Perth-based Monadelphous has extended a strong run of contract wins, securing about $110 million in new work across offshore gas, decommissioning and grid-scale storage, a day after announcing major projects for BHP and Rio Tinto in the Pilbara.
The engineering contractor has been awarded a four-year maintenance services contract with BW Offshore for the BW Opal floating production, storage and offloading vessel (FPSO), located about 300km north-north-west of Darwin. Work is due to start in the first quarter of this year.
Monadelphous MD Zoran Bebic says the contractor has built a global offshore résumé, but its publicly disclosed oil and gas work remains heavily concentrated in Australian waters, spanning long-running maintenance, brownfields and decommissioning roles across the Browse, Bonaparte and Carnarvon basins and the Timor Sea.

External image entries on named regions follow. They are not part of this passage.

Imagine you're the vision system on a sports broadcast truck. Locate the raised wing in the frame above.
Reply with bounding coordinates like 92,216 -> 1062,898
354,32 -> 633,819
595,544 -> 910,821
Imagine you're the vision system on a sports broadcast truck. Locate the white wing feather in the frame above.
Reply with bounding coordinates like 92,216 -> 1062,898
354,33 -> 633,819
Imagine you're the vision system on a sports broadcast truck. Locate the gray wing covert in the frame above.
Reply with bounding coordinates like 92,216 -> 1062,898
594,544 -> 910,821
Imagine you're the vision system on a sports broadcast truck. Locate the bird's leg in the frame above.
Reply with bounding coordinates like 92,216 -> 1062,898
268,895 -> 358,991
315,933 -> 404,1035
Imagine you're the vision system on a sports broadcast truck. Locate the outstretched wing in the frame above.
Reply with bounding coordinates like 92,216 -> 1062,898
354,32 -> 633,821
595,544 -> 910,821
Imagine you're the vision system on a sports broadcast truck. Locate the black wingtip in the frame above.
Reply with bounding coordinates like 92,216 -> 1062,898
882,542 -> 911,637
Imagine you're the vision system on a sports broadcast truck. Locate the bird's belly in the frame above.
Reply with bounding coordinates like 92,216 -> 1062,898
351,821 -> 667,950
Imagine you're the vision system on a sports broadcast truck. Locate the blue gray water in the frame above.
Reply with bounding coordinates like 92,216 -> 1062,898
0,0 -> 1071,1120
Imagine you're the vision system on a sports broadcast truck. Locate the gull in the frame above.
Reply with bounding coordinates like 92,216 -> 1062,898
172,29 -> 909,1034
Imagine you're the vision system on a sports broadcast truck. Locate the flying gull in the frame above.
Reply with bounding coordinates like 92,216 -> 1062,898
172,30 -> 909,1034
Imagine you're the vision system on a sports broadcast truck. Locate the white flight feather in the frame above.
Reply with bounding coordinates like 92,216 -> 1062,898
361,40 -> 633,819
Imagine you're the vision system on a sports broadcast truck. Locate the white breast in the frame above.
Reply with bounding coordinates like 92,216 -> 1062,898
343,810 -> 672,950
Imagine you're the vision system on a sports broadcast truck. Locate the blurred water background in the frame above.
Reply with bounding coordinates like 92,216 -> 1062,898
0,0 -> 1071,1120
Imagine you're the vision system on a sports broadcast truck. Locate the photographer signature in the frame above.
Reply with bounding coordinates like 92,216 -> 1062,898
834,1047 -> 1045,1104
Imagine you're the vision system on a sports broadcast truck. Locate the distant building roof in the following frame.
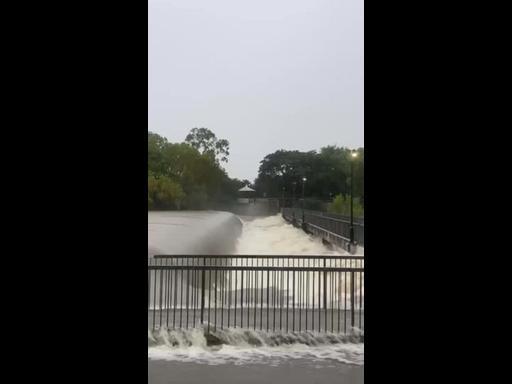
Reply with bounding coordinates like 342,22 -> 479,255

"Over the past decade, we have continued to strengthen our reputation for the consistent and reliable delivery of offshore maintenance services to our customers, and are proud to work on some of the most significant energy facilities in the world," Bebic said, adding that the company was "pleased to be trusted by industry leaders for repeat work, and to be recognised for the depth of our expertise and capabilities across the asset life cycle."
BW Opal is the production hub for the Barossa LNG development, a joint venture led by Santos, SK E&S and JERA. The project is nearing the final stages of commissioning, with first gas targeted for the September quarter of 2025.
Barossa represents one of the largest gas investments currently underway in Australia's north, with several billion dollars already committed to offshore production, subsea infrastructure and export pipelines feeding into Darwin. Once on stream, the BW Opal facility will anchor production from the field and underpin LNG exports into Asian markets over the coming decade.
Monadelphous has also secured a contract with Santos in Papua New Guinea to demolish and dispose of the Hegigio Pipeline Bridge, a 500-metre suspended wire structure spanning the Hegigio Gorge in the Southern Highlands.
The bridge, originally built by Oil Search (now merged into Santos) to carry oil pipelines serving the South-East Mananda field, was severely damaged in the 2018 earthquake and has since been earmarked for removal as part of broader decommissioning works. Monadelphous expects demolition activities to be completed in the second half of 2026.
Rounding out the latest awards, Zenviron — Monadelphous' renewable energy joint venture — has won a contract from Flow Power to deliver the Bennetts Creek battery energy storage system in Victoria's Latrobe Valley.
The 100MW/223MWh project will include balance-of-plant design, construction, installation and commissioning, with completion slated for late 2027. The battery is intended to support grid reliability in a region undergoing rapid transition as coal-fired generation exits the system.
The latest wins reinforce Monadelphous' diversified exposure across traditional resources, offshore energy, and fast-growing renewable infrastructure, at a time when major producers and utilities continue to increase spending on maintenance, life-extension, and energy transition assets.